Jonfun
Established Member
It certainly isn't about pensions. However, the overall terms and conditions for guards are very favourable. A lot more favourable than many of the passengers being bitten by the strike.
Now the action of the guards is hitting other jobs and businesses without a massive loss to the guards, many people will start to question their support for those in a better position than themselves. Add into the mix that many services in the UK and worldwide operate very safely without a guard, then sympathy and support starts to wane. The "safety and security" angle also fades when most Northern services see the guard locked away on the rear cabin after 8pm - this would not change with a second staff member on board.
I suspect that many passengers would now rather see a service without a guard that runs on a Saturday, rather than no services in 2019.

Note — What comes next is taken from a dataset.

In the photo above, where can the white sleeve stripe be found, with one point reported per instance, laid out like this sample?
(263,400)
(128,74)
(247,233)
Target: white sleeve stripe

Ultimately, what the passengers want is a railway which runs an efficient service, and simply maintaining the status quo would achieve that. If the passengers aren't bothered if there's a guard or not, and by having a guard we won't have these strikes continuing in perpetuity, bearing in mind there's no additional cost to the train operator as they'd already guaranteed job security and wages, then why are we trying to change a system that clearly works fine with one which clearly doesn't as it's led to all of this?
The costs of this dispute are astronomical, it's having unquantifiable effect on communities and businesses, but they're still insisting on ploughing changes through when everybody knows that what we're seeing now is small fry compared to how bad the dispute could get.